Get over 500,000 records into a table

Question

Post reply

Get over 500,000 records into a table

rmahon

SSC Veteran

Points: 288
More actions
January 22, 2022 at 7:15 pm

#3976086

Hello Everyone, hope everyone is well and staying safe!

I have an issue that I've been working on all week. I hope someone can put a different perspective on my process to get it to succeed. I currently have my blinders on and cannot think of anything else to try.

I have the following scenario: Database (360GB), Query that has 3 inner joins and one of those tables is 206 GB in size. That table also contains a varbinary(max) column that hold a blob. The record count returned by the query is 583,393 which needs to be inserted into a table within the same database.

I have tried the following:

- Perform a SELECT INTO

- Tried the transfer with SSIS Data Flow task, Fast Load (adjusting the "Row per batch" and "Maximum insert commit size")

- Tried the Export Wizard

- requested extra disk space, up to a TB

- requested more memory allocation 64GB for a total of 96GB

- set max memory set to 92GB.

Unfortunately, I cannot get it to complete.
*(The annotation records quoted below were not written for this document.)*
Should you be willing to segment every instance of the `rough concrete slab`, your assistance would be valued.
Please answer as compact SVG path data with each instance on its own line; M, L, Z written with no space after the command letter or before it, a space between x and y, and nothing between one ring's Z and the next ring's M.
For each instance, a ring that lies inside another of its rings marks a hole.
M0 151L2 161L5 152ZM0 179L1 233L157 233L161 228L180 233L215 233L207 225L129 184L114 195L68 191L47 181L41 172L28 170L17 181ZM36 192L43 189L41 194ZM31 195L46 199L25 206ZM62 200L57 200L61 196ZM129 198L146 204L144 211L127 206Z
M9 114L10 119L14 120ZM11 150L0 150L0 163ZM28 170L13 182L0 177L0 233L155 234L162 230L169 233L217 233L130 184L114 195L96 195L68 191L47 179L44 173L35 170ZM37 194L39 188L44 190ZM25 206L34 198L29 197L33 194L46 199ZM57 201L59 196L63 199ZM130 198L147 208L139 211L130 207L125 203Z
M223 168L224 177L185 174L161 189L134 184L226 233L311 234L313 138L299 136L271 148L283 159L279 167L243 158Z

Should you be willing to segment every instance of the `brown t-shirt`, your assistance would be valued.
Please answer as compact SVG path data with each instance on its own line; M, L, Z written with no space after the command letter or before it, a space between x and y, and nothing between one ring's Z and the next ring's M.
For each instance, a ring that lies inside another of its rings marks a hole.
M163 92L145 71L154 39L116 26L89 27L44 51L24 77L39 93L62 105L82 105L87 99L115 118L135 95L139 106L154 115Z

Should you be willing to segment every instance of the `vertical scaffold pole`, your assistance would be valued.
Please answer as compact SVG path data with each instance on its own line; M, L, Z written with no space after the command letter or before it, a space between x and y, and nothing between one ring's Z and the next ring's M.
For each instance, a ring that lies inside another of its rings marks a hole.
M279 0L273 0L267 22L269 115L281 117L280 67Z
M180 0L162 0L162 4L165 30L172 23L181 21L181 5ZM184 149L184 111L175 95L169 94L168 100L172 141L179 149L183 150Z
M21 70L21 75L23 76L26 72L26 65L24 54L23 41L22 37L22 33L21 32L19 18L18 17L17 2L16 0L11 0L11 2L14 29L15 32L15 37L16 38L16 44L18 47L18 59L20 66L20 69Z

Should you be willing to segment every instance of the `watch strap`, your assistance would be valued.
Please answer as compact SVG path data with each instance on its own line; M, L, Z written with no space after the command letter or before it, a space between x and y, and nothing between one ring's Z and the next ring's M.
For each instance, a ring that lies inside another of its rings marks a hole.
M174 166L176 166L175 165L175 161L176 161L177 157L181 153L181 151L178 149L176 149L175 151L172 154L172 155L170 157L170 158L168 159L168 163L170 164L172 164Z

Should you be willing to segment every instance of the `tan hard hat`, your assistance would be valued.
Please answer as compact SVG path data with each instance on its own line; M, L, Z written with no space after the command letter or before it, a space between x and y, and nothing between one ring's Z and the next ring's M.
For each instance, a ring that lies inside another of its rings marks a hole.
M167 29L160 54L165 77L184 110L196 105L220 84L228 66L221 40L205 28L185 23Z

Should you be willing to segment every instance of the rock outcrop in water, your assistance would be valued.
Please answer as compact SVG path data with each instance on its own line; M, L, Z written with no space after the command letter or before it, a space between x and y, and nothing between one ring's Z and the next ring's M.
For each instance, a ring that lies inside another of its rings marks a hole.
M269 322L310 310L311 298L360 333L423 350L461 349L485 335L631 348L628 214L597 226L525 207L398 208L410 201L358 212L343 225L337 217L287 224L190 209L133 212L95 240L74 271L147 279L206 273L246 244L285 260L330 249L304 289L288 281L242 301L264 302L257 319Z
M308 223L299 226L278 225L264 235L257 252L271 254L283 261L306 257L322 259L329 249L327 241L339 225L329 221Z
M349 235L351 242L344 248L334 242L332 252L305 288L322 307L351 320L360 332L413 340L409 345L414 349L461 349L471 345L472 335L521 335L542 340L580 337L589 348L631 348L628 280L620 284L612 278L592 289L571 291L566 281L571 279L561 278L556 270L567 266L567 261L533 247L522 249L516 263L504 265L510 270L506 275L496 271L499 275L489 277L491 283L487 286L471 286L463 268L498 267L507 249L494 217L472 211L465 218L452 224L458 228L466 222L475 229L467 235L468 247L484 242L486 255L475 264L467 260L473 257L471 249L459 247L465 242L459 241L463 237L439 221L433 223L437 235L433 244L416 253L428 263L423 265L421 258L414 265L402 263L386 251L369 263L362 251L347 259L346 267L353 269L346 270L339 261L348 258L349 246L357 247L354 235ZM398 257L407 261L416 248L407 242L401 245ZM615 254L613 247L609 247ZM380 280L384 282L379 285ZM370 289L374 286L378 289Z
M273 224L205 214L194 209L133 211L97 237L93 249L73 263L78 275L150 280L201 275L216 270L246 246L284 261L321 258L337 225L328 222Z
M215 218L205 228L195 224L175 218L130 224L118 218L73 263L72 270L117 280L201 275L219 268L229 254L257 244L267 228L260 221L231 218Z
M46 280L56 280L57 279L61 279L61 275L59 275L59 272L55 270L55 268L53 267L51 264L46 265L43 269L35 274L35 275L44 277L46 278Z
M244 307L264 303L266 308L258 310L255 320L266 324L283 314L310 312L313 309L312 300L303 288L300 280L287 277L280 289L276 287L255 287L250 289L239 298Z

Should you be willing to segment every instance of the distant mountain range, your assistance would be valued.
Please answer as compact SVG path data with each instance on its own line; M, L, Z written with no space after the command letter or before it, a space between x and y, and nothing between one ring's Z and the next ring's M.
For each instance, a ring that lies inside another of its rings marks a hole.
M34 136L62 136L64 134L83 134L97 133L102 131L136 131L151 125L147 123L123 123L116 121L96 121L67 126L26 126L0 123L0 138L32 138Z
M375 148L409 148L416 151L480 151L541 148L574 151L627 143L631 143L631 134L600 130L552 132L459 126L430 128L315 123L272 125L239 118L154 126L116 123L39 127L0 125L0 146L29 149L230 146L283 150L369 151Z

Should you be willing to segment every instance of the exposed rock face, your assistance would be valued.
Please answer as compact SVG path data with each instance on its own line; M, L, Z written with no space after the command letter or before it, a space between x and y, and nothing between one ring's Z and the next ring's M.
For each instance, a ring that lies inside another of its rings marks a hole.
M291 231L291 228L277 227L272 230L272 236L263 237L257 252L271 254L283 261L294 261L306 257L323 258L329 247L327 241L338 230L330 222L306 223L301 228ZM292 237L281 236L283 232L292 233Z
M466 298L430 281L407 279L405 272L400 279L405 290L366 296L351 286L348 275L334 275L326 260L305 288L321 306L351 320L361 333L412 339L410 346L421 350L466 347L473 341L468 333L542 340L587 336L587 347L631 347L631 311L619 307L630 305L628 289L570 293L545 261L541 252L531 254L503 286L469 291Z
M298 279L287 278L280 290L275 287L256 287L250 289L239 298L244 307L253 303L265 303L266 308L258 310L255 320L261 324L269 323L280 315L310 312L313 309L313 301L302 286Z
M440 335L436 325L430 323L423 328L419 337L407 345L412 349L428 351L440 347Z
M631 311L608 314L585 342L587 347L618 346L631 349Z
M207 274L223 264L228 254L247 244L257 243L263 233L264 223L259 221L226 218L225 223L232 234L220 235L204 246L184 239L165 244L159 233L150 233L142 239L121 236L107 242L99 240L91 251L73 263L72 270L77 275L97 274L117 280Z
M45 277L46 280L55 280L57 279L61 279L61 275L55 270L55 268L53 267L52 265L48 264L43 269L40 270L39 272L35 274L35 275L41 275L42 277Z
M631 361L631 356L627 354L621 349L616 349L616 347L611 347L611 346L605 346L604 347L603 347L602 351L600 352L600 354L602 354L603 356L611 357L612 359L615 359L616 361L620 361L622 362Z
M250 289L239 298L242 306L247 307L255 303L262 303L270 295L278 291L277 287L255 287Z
I get to approx. 396,000 row insert into the table and it crashes with a memory error and this error.

Information 0x4004800c: Data Flow Task 1: The buffer manager detected that the system was low on virtual memory, but was unable to swap out any buffers. 0 buffers were considered and 0 were locked. Either not enough memory is available to the pipeline because not enough is installed, other processes are using it, or too many buffers are locked.

(SQL Server Import and Export Wizard)

Information 0x4004800f: Data Flow Task 1: Buffer manager allocated 3 megabyte(s) in 1 physical buffer(s).
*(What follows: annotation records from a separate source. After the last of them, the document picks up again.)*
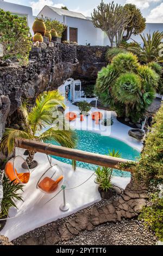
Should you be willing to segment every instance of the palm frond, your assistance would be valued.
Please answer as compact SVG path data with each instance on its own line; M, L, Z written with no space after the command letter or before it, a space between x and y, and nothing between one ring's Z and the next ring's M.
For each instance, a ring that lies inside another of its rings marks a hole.
M57 106L65 108L64 97L58 90L44 92L40 94L36 100L36 105L29 114L29 120L34 134L37 128L45 127L46 124L49 124L52 120L52 115L57 111Z
M58 130L58 127L53 127L46 131L39 136L40 139L47 143L54 141L62 147L74 148L77 142L76 132L71 130Z
M28 133L20 130L7 128L3 135L0 145L0 150L5 153L12 151L15 147L21 143L22 139L32 139Z

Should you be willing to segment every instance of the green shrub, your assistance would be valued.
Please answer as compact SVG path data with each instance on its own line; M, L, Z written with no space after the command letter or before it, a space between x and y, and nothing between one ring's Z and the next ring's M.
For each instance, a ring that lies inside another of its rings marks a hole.
M21 64L28 64L32 42L26 17L20 17L0 9L0 44L4 58L16 57Z
M20 184L14 183L14 181L10 181L4 175L3 180L3 197L1 203L2 211L0 218L8 216L8 211L11 207L15 207L16 200L23 201L19 191L23 191L23 186Z
M131 52L122 53L115 57L112 63L121 72L134 72L139 66L138 58Z
M162 67L156 62L149 62L147 64L147 65L159 76L160 78L157 88L157 93L163 94Z
M141 159L134 168L137 179L163 182L163 105L154 118L152 132L145 142Z
M58 36L60 38L62 37L62 34L67 27L66 25L56 20L52 20L47 17L43 18L42 16L42 17L44 21L47 30L51 31L52 29L55 29L57 32Z
M85 101L78 102L77 106L79 108L80 113L83 114L83 113L85 113L85 114L87 114L92 107L91 105Z
M95 89L104 106L136 123L154 98L160 77L133 53L120 53L98 72Z
M143 207L139 219L143 220L145 226L150 228L163 242L163 198L154 194L149 206Z
M123 52L126 52L126 51L121 48L109 48L106 53L106 60L108 62L111 62L114 57Z

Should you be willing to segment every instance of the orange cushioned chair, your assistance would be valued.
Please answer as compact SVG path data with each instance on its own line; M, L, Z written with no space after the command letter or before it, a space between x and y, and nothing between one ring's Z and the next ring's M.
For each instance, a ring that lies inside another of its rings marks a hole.
M92 120L101 120L103 117L103 115L101 112L96 112L91 114L91 117Z
M68 121L73 121L76 119L77 117L77 115L76 113L74 112L68 112L66 114L66 118L68 120Z
M61 175L55 181L49 177L45 177L39 184L38 187L43 192L53 193L58 188L59 183L63 179L64 176Z
M5 167L5 174L8 179L12 181L15 180L14 182L15 183L28 183L30 173L17 173L16 169L13 166L13 164L11 162L8 162Z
(SQL Server Import and Export Wizard)

Information 0x40048010: Data Flow Task 1: Component "Source - Query" (1) owns 3 megabyte(s) physical buffer.

(SQL Server Import and Export Wizard)

Error 0x80070070: Data Flow Task 1: (SQL Server Import and Export Wizard)

Error 0xc0208266: Data Flow Task 1: (SQL Server Import and Export Wizard)

Error 0xc0208265: Data Flow Task 1: Failed to retrieve long data for column "FileData".

(SQL Server Import and Export Wizard)

Error 0xc020901c: Data Flow Task 1: There was an error with Source - Query.Outputs[OLE DB Source Output].Columns[FileData] on Source - Query.Outputs[OLE DB Source Output]. The column status returned was: "DBSTATUS_UNAVAILABLE".

(SQL Server Import and Export Wizard)

Error 0xc0209029: Data Flow Task 1: SSIS Error Code DTS_E_INDUCEDTRANSFORMFAILUREONERROR. The "Source - Query.Outputs[OLE DB Source Output].Columns[FileData]" failed because error code 0xC0209071 occurred, and the error row disposition on "Source - Query.Outputs[OLE DB Source Output].Columns[FileData]" specifies failure on error. An error occurred on the specified object of the specified component. There may be error messages posted before this with more information about the failure.

(SQL Server Import and Export Wizard)

Error 0xc0047038: Data Flow Task 1: SSIS Error Code DTS_E_PRIMEOUTPUTFAILED. The PrimeOutput method on Source - Query returned error code 0xC0209029. The component returned a failure code when the pipeline engine called PrimeOutput(). The meaning of the failure code is defined by the component, but the error is fatal and the pipeline stopped executing. There may be error messages posted before this with more information about the failure.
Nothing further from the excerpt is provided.